Nach § 25 Abs. 1 GewStDV sind insbesondere zur Abgabe der Gewerbesteuererklärung verpflichtet:

  • gewerbesteuerpflichtige Unternehmen, deren Gewerbeertrag 24 500 € im Erhebungszeitraum überstiegen hat (§ 25 Abs. 1 Nr. 1 GewStDV);

  • Kapitalgesellschaften, sofern nicht von der Gewerbesteuer befreit (§ 25 Abs. 1 Nr. 2 GewStDV);

  • Genossenschaften und Versicherungsvereine auf Gegenseitigkeit, sofern nicht von der Gewerbesteuer befreit (§ 25 Abs. 1 Nr. 3 GewStDV).

1.1.4. Kirchensteuer

Wird die Einkommensteuer nach § 43 Abs. 1 durch Abzug vom Kapitalertrag (» Abgeltungsteuer, » Kapitalertragsteuer) erhoben, wird die darauf entfallende Kirchensteuer nach dem Kirchensteuersatz der Religionsgemeinschaft, der der Kirchensteuerpflichtige angehört, gem. § 51a Abs. 2b EStG als Zuschlag zur Kapitalertragsteuer erhoben.

Wird die zu erhebende Kirchensteuer nicht vom Kirchensteuerabzugsverpflichteten einbehalten, wird sie nach Ablauf des Kalenderjahres nach dem Kapitalertragsteuerbetrag veranlagt, der sich ergibt, wenn die Steuer nach § 32d Abs. 1 Satz 4 und 5 EStG errechnet wird. Der Kirchensteuerpflichtige hat gem. § 51a Abs. 2d EStG die erhobene Kapitalertragsteuer zu erklären und die entsprechenden Bescheinigungen der Abzugsverpflichteten vorzulegen.

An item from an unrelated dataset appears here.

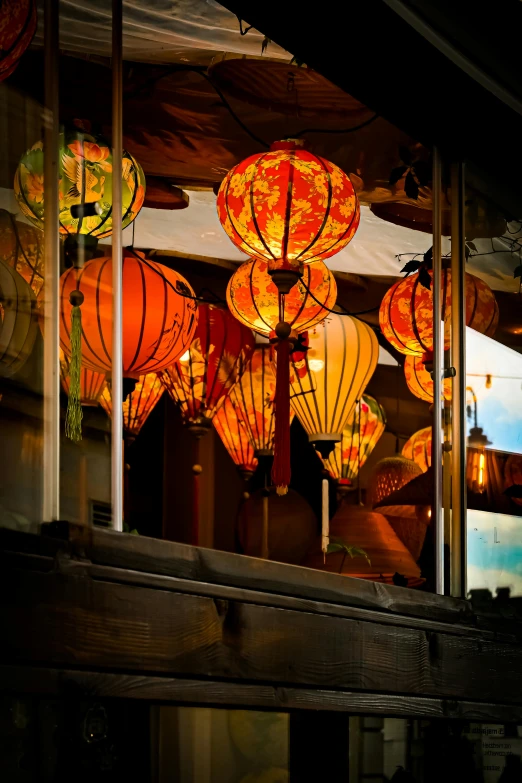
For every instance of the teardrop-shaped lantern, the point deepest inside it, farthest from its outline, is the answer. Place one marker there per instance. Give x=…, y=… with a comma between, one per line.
x=360, y=435
x=329, y=377
x=203, y=377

1.1.5. Weitere Steuererklärungspflichten

Darüber hinaus ergeben sich aus den Einzelsteuergesetzen insbesondere folgende weitere Steuererklärungspflichten:

  • Körperschaftsteuer (§ 31 KStG);

  • Lohnsteuer (§ 41a EStG);

  • Erbschaftsteuer (§ 31 ErbStG);

  • Grunderwerbsteuer (§§ 18 und 19 GrEStG);

  • Grundsteuer (§ 44 GrStG).

1.2. Verpflichtung nach der Abgabenordnung

Die gesetzliche Verpflichtung zur Abgabe von Steuererklärungen ergibt sich auch aus der AO.

1.2.1. Steuererklärungspflicht durch Aufforderung

Nach § 149 Abs. 1 Satz 2 AO ist dazu verpflichtet, wer von der Finanzbehörde persönlich oder durch öffentliche Bekanntmachung aufgefordert wird. Damit wird derjenige, der zur Abgabe einer Steuererklärung aufgefordert wird, zum Steuerpflichtigen gem. § 33 AO (» Steuerpflichtiger). Die Steuererklärungspflicht ergibt sich demnach unabhängig von einer Steuerschuldnerschaft (» Steuerschuldner).

1.2.2. Feststellung von Besteuerungsgrundlagen

Nach § 181 Abs. 2 AO ist eine Erklärung zur gesonderten Feststellung (» Gesonderte Feststellung) abzugeben, wem der Gegenstand der Feststellung ganz oder teilweise zuzurechnen ist. Insbesondere sind damit erklärungspflichtig:

  • im Fall der gesonderten und einheitlichen Feststellung von Besteuerungsgrundlagen gem. § 180 Abs. 1 Nr. 2 Buchst. a AO jeder Feststellungsbeteiligte;

  • im Fall der gesonderten Feststellung gem. § 180 Abs. 1 Nr. 2b AO der Unternehmer.

Im Übrigen gelten nach § 180 Abs. 1 Satz 1 AO für die gesonderte Feststellung von Besteuerungsgrundlagen die Vorschriften über die Durchführung der Besteuerung sinngemäß.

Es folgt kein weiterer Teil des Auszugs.